Highlighting notable new Inquest essays looking "Beyond Gideon"

I continue to struggle to find time to keep up with all the commentaries posted at Inquest.  As regular readers know from my prior postings, Inquest bills itself as "a decarceral brainstorm," and it keeps churning out a wide array of essays on a wide array of criminal justice topics.  For example, a few weeks ago, a new essay by Jared Mollenkof focused on a new local prosecutor: " A Prosecutor’s Decarceral Potential: A new Minneapolis-area county attorney won’t end mass incarceration. But she has the chance to cause less harm and promote healing."

Capturing my attention this morning is a new Inquest series titled "Beyond Gideon," which is described as a "collection of essays examining how — or whether — public defenders can meaningfully contribute to the end of mass incarceration."  Here is part of how the series is set up here:

In the struggle against the harms of the carceral state, Inquest recognizes the limits of the public defense system — and of other actors in the criminal legal system.  Yet we also recognize that public defenders, by being among the closest to the people and communities harmed by mass incarceration, have a valuable role in working toward a world without it.  By running for office, advocating for decarceral legislation, and getting the attention of the Supreme Court, public defenders can — and do — fight for change.

Beyond Gideon is our attempt to broaden this lens.  In this series, we address questions about the role of public defense in challenging mass incarceration, and the conversations required to move that work forward.

We open with a reading list of archival essays examining how public defenders fit in the current system.  Over the next two weeks, in recognition of the sixtieth anniversary of the Gideon ruling, we will add a five-part series of new essays from people invested in thinking through the role of public defenders in bringing about a decarceral future.

There are two new essays already now available on the Inquest site, and here are the titles and links:

By Premal Dharia, "Gideon Turns Sixty: The Court’s decision must not preempt questions about the role public defenders can play in ending mass incarceration."

By Alexis Hoag-Fordjour, "Choice of Counsel: People assigned a public defender are the only ones deprived of the right to choose their lawyer.  This often intersects disastrously with racial bias."

March 11, 2023 at 12:29 PM | Permalink

Comments

1. We don't have mass incarceration. The claim that we do is a point-blank lie.

2. Such incarceration as we have has been going down for at least eight years (as, in an amazing coincidence, crime has been going up).

3. The best way by far to reduce incarceration is for people thinking about committing crime to think again and desist. That, of course, is the one thing the authors don't mention, because it's never the criminal's fault, it's only everyone else's fault.

Posted by: Bill Otis | Mar 11, 2023 1:21:54 PM

There's the Bill I missed so much. Hi Bill.

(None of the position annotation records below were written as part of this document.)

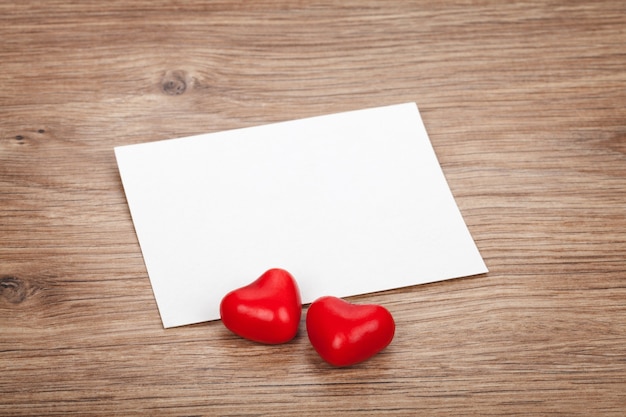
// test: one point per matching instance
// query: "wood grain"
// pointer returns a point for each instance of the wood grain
(525, 104)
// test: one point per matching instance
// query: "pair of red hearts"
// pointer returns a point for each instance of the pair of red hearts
(268, 311)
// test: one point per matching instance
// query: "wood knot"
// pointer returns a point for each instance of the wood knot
(174, 83)
(13, 289)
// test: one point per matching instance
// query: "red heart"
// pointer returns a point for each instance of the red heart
(267, 311)
(345, 334)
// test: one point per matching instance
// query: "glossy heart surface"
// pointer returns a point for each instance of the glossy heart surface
(345, 334)
(267, 310)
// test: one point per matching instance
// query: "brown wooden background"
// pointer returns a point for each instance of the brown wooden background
(525, 104)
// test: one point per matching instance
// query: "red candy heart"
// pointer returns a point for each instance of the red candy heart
(344, 334)
(267, 311)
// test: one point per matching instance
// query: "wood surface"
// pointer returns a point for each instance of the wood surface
(525, 105)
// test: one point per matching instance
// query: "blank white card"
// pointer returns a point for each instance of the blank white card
(349, 203)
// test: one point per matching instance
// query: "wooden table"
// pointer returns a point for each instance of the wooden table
(525, 104)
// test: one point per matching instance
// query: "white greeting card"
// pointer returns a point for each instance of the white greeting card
(349, 203)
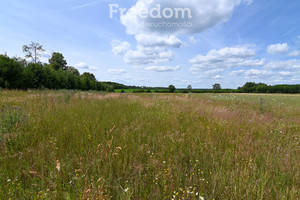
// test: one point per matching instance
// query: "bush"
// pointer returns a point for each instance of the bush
(11, 119)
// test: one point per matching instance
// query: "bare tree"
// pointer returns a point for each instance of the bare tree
(33, 51)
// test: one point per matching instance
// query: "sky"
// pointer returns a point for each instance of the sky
(162, 42)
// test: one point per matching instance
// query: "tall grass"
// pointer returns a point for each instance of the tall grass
(151, 146)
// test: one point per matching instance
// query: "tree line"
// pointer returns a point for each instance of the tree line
(17, 73)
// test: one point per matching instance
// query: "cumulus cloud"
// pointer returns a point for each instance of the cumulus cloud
(193, 40)
(228, 57)
(152, 40)
(290, 65)
(116, 71)
(214, 73)
(277, 49)
(257, 73)
(294, 53)
(163, 68)
(181, 16)
(83, 65)
(237, 72)
(148, 55)
(120, 48)
(286, 74)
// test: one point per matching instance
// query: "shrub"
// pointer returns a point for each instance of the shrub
(11, 118)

That said, "Choice of Counsel" was a stunningly racist post. The premise is that black defendants should not only be entitled to competent counsel, but choice of counsel of their own race, as black defendants shouldn't be forced to suffer competent representation by a white lawyer with inherent white bias.

Posted by: shg | Mar 11, 2023 3:56:46 PM

shg --

Might I ask which of my three points you think is incorrect, and why?

Posted by: Bill Otis | Mar 11, 2023 4:05:48 PM

shg --

Still, now that you're here where posting links is permitted, I think you might largely agree with my take on the cyrpto-fascist shouting down of a federal circuit judge at my alma mater, Stanford Law School, two days ago.

https://ringsideatthereckoning.substack.com/p/stanford-law-school-replaces-yale

Posted by: Bill Otis | Mar 11, 2023 4:29:57 PM

Bill, I think one thing we on the "protect innocent victims from the predation of thugs" side need to do is internalize people's natural revulsion against stiff sentences that may or may not be deserved. There's always the siren song (parroted often by people who should know better) of the be nice crowd. We need to view a prison bed as a scarce resource that should be used appropriately. We need to constantly update people that many criminals do what they do for a living. That risk allocation is a thing and that we cannot trust judges to issue appropriate sentences.

These siren-song musicians prey on the low-information of the average citizen (who, you know, is getting up every day and putting food on the table) and the average citizen's good heart.

Many many defendants have records as long as my arm. And that means that they were not dealt with appropriately in previous cases. Dr. Petit can tell you that.